どうも羽音が増えた気がして、目をやると、虫の数が増えている。そのテントウムシのような生き物は、カナブンとほとんど変わらない大きさになって、楽しそうに飛び回っている。恐れるようなことではないと思いつつも、普段は一センチにも満たない虫が、カナブンと同じ大きさでいるのは、これをそのまま納得して受け入れていいものかどうか疑問である。このまま放置していたら、次はなにが現れるのか。楽しそうにしている虫たちに、「ここは私の部屋なので、ご遠慮願いたいのですが」と一言注意したほうがよいのか。話せばわかる相手なのか、叩き落としたりして無理矢理わからせないといけないのか。しかし、問題は私がここから一歩たりとも動きたくないということだ。やはり、思った以上に疲れているのかもしれない。その上彼らを見ていると、ますますやる気がなくなってきて、ますます床の上に足を下ろすのがおっくうになってくる。もしくは彼らは私からやる気を吸い取っているからこそ、こんなに生き生きとしているのかもしれないが。

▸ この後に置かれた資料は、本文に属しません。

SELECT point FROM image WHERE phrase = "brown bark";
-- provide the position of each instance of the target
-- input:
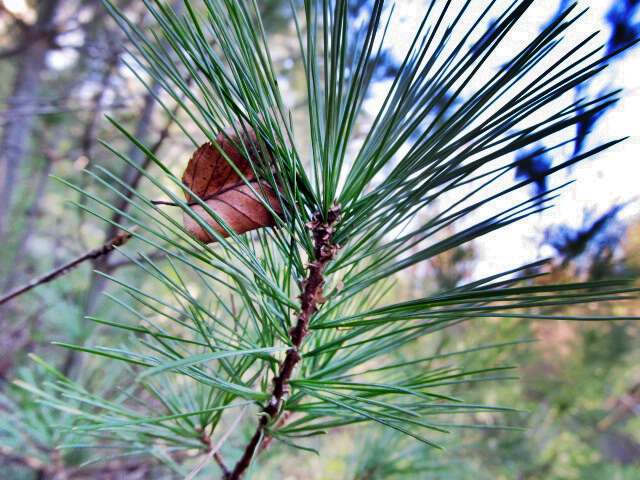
(310, 299)
(18, 129)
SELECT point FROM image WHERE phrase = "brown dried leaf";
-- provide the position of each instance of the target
(210, 176)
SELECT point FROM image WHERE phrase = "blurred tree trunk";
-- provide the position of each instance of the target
(36, 40)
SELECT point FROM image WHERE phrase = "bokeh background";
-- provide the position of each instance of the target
(576, 388)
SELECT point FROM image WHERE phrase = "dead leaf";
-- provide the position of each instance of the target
(210, 176)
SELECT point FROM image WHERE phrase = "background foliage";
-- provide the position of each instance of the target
(64, 66)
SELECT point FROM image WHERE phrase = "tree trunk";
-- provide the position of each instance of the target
(21, 104)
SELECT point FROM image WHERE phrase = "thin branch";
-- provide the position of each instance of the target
(120, 239)
(312, 295)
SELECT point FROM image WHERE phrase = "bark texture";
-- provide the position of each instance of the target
(310, 299)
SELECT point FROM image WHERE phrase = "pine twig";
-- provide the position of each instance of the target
(312, 295)
(118, 240)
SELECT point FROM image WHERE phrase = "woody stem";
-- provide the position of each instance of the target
(324, 251)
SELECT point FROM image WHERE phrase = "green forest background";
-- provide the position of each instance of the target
(574, 387)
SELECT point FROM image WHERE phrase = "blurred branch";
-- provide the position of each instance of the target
(116, 241)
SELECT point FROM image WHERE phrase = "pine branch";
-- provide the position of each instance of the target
(312, 295)
(116, 241)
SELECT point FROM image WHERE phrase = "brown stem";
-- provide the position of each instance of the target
(311, 296)
(120, 239)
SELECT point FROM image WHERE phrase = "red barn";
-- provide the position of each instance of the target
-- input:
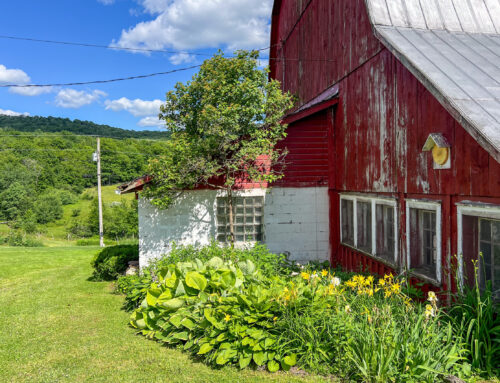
(398, 115)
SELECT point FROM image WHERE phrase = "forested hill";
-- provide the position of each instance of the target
(56, 124)
(34, 165)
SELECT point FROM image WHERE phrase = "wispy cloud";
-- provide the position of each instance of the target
(71, 98)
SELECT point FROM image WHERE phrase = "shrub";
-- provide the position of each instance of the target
(216, 310)
(111, 262)
(48, 208)
(476, 318)
(228, 310)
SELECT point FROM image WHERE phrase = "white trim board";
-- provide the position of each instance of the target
(425, 205)
(473, 209)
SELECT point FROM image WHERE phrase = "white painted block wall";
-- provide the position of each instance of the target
(295, 221)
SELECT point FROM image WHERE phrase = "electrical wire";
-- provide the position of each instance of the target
(100, 81)
(91, 45)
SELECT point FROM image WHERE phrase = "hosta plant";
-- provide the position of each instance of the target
(222, 312)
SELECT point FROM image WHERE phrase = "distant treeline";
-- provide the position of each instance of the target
(33, 169)
(56, 124)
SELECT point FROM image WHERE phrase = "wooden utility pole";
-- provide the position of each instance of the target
(99, 192)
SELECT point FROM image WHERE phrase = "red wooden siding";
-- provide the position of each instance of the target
(376, 131)
(316, 43)
(307, 143)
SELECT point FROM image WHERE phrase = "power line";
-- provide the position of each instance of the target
(91, 45)
(100, 81)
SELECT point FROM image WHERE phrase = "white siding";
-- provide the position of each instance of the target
(295, 221)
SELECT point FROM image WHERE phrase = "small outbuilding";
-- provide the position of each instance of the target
(394, 145)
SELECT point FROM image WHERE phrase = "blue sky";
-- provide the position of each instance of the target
(184, 26)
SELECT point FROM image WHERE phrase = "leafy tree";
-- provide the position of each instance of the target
(225, 125)
(14, 201)
(48, 208)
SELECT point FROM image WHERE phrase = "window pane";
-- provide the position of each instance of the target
(246, 218)
(423, 242)
(347, 222)
(364, 212)
(385, 232)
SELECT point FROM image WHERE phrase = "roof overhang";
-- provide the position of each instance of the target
(325, 100)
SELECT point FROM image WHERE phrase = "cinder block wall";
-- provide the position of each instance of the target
(295, 222)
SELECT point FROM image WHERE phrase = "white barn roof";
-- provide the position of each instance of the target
(453, 48)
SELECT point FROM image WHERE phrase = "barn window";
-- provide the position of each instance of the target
(423, 227)
(247, 219)
(370, 225)
(347, 223)
(386, 228)
(479, 240)
(364, 224)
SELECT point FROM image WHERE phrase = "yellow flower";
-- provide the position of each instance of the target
(395, 288)
(432, 297)
(351, 284)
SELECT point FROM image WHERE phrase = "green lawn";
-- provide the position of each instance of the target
(55, 326)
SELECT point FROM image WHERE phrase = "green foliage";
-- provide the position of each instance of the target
(476, 317)
(48, 208)
(60, 166)
(111, 262)
(230, 310)
(222, 122)
(17, 238)
(219, 311)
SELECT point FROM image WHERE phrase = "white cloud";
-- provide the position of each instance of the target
(135, 107)
(181, 58)
(191, 24)
(13, 76)
(71, 98)
(31, 91)
(8, 112)
(19, 77)
(151, 121)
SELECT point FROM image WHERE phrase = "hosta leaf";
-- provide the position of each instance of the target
(221, 359)
(176, 320)
(273, 366)
(152, 295)
(228, 279)
(173, 304)
(188, 323)
(215, 263)
(259, 358)
(196, 280)
(245, 361)
(205, 349)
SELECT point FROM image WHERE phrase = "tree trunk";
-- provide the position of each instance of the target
(230, 215)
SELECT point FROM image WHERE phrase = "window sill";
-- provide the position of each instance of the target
(374, 257)
(425, 278)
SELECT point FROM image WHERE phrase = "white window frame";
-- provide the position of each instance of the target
(243, 194)
(430, 206)
(473, 209)
(374, 202)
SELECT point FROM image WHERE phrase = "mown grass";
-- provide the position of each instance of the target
(56, 326)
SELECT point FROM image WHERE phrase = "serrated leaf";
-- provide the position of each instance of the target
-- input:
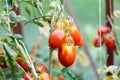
(39, 23)
(82, 58)
(109, 78)
(19, 18)
(68, 75)
(10, 3)
(27, 9)
(12, 14)
(10, 53)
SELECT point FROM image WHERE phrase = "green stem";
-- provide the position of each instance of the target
(50, 59)
(23, 55)
(13, 72)
(2, 75)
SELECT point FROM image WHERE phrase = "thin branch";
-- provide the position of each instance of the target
(85, 45)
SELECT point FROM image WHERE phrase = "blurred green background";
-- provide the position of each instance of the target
(86, 13)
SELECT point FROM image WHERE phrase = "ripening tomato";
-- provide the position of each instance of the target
(61, 77)
(1, 52)
(57, 38)
(103, 31)
(22, 63)
(28, 77)
(75, 34)
(81, 41)
(98, 41)
(45, 76)
(110, 44)
(67, 54)
(41, 68)
(2, 60)
(60, 25)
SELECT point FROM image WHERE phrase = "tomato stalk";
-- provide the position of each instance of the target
(24, 56)
(2, 75)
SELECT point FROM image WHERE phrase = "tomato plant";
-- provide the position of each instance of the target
(64, 36)
(67, 54)
(57, 38)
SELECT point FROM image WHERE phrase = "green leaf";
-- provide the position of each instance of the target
(12, 14)
(68, 75)
(10, 3)
(10, 53)
(27, 9)
(2, 75)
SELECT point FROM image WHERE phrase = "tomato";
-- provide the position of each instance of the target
(60, 25)
(81, 42)
(3, 64)
(57, 38)
(110, 42)
(1, 52)
(98, 40)
(75, 34)
(67, 54)
(61, 77)
(103, 31)
(28, 77)
(2, 60)
(41, 68)
(22, 63)
(45, 76)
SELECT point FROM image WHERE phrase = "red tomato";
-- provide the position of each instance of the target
(75, 34)
(1, 52)
(3, 64)
(67, 54)
(28, 77)
(45, 76)
(57, 38)
(98, 40)
(60, 25)
(22, 63)
(81, 42)
(110, 43)
(61, 77)
(41, 68)
(103, 31)
(2, 61)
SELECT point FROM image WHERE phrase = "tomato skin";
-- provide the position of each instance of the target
(67, 54)
(103, 31)
(60, 25)
(110, 43)
(75, 34)
(61, 77)
(97, 41)
(3, 63)
(22, 63)
(41, 68)
(57, 38)
(28, 77)
(81, 42)
(45, 76)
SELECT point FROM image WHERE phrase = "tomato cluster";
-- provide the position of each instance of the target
(105, 37)
(64, 38)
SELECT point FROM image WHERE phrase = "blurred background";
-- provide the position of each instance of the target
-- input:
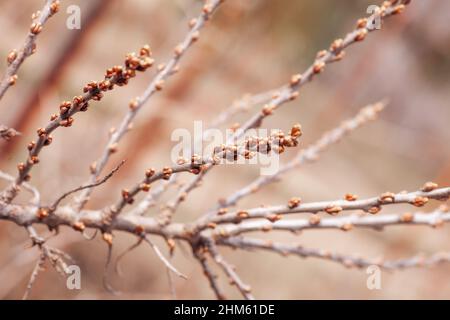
(248, 47)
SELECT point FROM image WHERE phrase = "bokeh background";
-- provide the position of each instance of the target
(248, 47)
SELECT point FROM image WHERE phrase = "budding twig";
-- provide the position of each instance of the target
(290, 92)
(371, 205)
(93, 185)
(15, 59)
(347, 261)
(7, 133)
(155, 86)
(308, 154)
(117, 75)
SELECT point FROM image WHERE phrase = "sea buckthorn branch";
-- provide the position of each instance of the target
(93, 185)
(7, 133)
(15, 59)
(276, 142)
(117, 75)
(229, 270)
(156, 85)
(371, 205)
(308, 154)
(349, 261)
(242, 105)
(55, 256)
(27, 215)
(345, 223)
(290, 92)
(333, 54)
(200, 255)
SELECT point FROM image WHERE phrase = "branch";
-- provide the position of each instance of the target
(308, 154)
(169, 68)
(15, 59)
(290, 92)
(209, 274)
(347, 261)
(36, 195)
(243, 288)
(344, 223)
(371, 205)
(93, 185)
(247, 149)
(118, 75)
(7, 133)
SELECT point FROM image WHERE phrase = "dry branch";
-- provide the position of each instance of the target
(15, 59)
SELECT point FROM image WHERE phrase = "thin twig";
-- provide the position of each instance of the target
(163, 258)
(93, 185)
(15, 59)
(156, 85)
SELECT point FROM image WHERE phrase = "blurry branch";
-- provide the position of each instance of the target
(348, 261)
(163, 258)
(68, 49)
(7, 133)
(290, 92)
(36, 195)
(93, 185)
(157, 84)
(308, 154)
(345, 223)
(229, 270)
(53, 255)
(118, 75)
(15, 59)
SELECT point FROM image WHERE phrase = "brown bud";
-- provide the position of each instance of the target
(54, 7)
(139, 229)
(12, 80)
(361, 35)
(295, 79)
(346, 227)
(374, 210)
(429, 186)
(274, 217)
(361, 23)
(350, 197)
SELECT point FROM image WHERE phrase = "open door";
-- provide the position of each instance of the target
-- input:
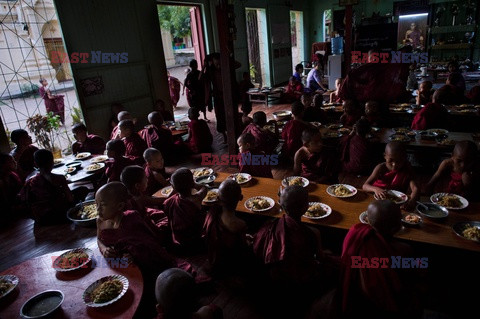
(197, 35)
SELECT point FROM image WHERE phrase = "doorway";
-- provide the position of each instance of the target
(258, 53)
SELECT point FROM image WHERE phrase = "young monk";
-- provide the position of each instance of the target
(117, 160)
(377, 292)
(23, 152)
(314, 161)
(86, 142)
(184, 211)
(292, 131)
(434, 115)
(158, 136)
(250, 160)
(460, 171)
(199, 138)
(154, 170)
(47, 194)
(395, 173)
(264, 139)
(123, 115)
(174, 290)
(134, 144)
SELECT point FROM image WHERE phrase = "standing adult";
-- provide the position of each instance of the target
(53, 103)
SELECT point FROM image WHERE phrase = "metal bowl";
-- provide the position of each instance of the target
(434, 211)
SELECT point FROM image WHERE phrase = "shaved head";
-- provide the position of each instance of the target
(385, 217)
(294, 200)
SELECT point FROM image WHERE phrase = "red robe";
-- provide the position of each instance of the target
(135, 146)
(114, 167)
(292, 134)
(396, 180)
(185, 219)
(200, 138)
(264, 139)
(431, 116)
(247, 164)
(93, 144)
(47, 200)
(287, 247)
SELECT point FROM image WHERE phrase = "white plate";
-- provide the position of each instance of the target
(330, 190)
(435, 198)
(99, 159)
(89, 170)
(286, 180)
(402, 198)
(248, 204)
(87, 299)
(215, 190)
(326, 208)
(82, 156)
(77, 263)
(10, 279)
(248, 177)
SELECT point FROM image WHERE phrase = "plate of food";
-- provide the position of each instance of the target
(259, 203)
(241, 178)
(95, 167)
(395, 196)
(212, 196)
(83, 155)
(449, 201)
(73, 259)
(105, 291)
(468, 230)
(201, 171)
(341, 190)
(99, 159)
(295, 180)
(7, 284)
(317, 210)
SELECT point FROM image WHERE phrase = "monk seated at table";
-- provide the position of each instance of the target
(174, 291)
(154, 170)
(314, 161)
(292, 131)
(23, 152)
(383, 291)
(251, 160)
(199, 138)
(395, 173)
(117, 160)
(93, 144)
(458, 174)
(159, 137)
(134, 144)
(46, 194)
(264, 139)
(434, 115)
(123, 115)
(184, 211)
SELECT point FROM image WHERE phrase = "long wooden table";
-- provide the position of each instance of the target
(345, 213)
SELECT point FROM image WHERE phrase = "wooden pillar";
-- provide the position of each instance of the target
(225, 36)
(348, 37)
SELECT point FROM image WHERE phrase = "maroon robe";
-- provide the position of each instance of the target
(287, 247)
(292, 134)
(47, 200)
(93, 144)
(247, 164)
(431, 116)
(200, 138)
(135, 146)
(264, 139)
(185, 219)
(114, 167)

次に入ってきたものは、もはや現実のものとは思えないものだった。ぬいぐるみでなら、見たこともあったかもしれない。これがテーマパークの中であれば、にこにこ笑いながら見ていられるのだろう。しかしここはテーマパークではない。私の部屋の中なのだ。こんなものが飛び回っていてよいところではない。百歩譲ってでかいテントウムシはまだ許せるにせよ、こんなものがいていいわけはない。それは、おそらく人面鳥と呼ばれる類のものだった。オカメインコほどの大きさで、あの穴から入るのは本来であれば物理的に無理なのだが、カナブンやテントウムシが通り道を作ってしまったのだろう。しかも、あの図体を支えるにはかなり頑張って羽ばたかないといけないのだろうが、やたらと優雅な動きを見せている。二分の一倍速で再生されているかのような、気だるい羽ばたき方だ。性別はわからないが、髪は短いようだ。仮面をつけているので、人相はよくわからない。しかも、仮装舞踏会にでも行くようなふざけた仮面ときている。なんでこんなものが私の部屋の中を飛び回っているのだろうか。そろそろやる気を出して、やつらを蹴散らしてガラス戸を閉めればなんとかなるのか、でも今の私にそんな気力はない。目の前で起きていることを、ただ黙って見ていることしかできない。